The result, proponents hope, is to encourage companies to invest funds in anti-pollution technologies that could cut their emissions and allow them to sell off their valuable pollution allowances to firms that cannot afford to clean up their facilities.

Environmental Protection Agency Administrator Carol Browner announced plans Wednesday to expand the market for air pollution allowances beyond utilities--whose emissions account for 70% of acid rain--to the smaller class of polluters. That came a day after Vice President Al Gore's report on "reinventing government" provided the first signal that the Administration would seek to encourage a market-based approach to the control of water pollution.

Browner said that efforts to reduce sulfur dioxide, the prime ingredient in acid rain, already have boosted the development of a $100-billion pollution-control industry in the United States as big utilities invest in smokestack scrubbers and switch to cleaner fuels so that they can sell their pollution allowances.

By the end of the decade, Browner projected, revenues from the air pollution industry alone will increase by as much as $70 billion. While limits do not take effect until 1995, the market in pollution allowances is designed to halve utilities' emissions of sulfur dioxide by the year 2010--a 10-million ton reduction from 1980 levels.

The Chicago Board of Trade already has gotten into the act, kicking off the first nationwide marketplace for sulfur dioxide pollution allowances last March. At that time, American utilities bought up 150,010 shares, with each share allowing the purchaser to spew a ton of sulfur dioxide into the atmosphere starting in 1995.

In the future, said Joseph Goffman, one of the architects of the Clean Air Act emissions trade, the approach could be used to enforce national limits on another precursor to acid rain, nitrogen oxide. It also could be expanded to regulate the emission of so-called greenhouse gases.

"I think there is a trend" toward the more widespread use of such market mechanisms, said Goffman, a senior attorney with the Washington-based Environmental Defense Fund. "It's anything but one-size-fits-all. But it certainly is a malleable tool. And as long as you're careful about fitting it to the demands of the environmental problem you're trying to solve, it can work."

But the Administration's approach is not uniformly admired within the environmental community.

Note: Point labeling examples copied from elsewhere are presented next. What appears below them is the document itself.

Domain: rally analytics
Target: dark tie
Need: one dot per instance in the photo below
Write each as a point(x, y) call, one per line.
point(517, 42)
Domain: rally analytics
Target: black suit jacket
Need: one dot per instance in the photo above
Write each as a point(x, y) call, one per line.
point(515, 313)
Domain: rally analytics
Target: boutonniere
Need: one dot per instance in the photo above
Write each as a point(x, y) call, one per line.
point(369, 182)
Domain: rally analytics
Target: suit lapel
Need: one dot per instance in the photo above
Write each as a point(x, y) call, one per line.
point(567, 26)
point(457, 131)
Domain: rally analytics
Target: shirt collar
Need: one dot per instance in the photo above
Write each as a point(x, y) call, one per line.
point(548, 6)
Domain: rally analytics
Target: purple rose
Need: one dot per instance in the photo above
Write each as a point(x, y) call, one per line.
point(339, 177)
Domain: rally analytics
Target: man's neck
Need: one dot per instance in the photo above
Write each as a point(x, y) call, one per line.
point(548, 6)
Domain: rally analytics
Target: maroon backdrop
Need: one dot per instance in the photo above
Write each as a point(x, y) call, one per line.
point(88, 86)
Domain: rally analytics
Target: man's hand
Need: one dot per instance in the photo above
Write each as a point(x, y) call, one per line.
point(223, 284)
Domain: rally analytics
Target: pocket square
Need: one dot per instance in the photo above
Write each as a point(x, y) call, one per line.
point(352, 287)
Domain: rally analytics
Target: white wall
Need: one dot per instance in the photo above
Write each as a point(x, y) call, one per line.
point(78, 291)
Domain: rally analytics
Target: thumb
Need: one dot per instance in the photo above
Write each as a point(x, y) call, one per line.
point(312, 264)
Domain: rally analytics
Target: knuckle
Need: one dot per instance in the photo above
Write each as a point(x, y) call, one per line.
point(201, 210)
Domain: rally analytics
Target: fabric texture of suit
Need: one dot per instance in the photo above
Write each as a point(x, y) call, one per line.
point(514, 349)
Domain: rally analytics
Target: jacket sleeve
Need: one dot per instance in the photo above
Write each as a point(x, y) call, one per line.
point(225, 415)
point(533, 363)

Some critics, including Todd Gitlin, a sociologist at UC Berkeley, have called it perverse--a case of the government selling the right to do harm to the highest bidder. Others say it is just ineffective.

"The only way to deal with the remediation of the environment is to prevent the production of the pollutant at its point of origin," said Barry Commoner, director of the Center for the Biology of Natural Systems at Queens College in New York. "What the entire trading program is based on is the production of pollution--you can't have a market unless you have a pollutant to trade. It's an obsolete residue of the Reagan-era which violates everything we know from experience: that the only way we can reduce pollution is by preventing it."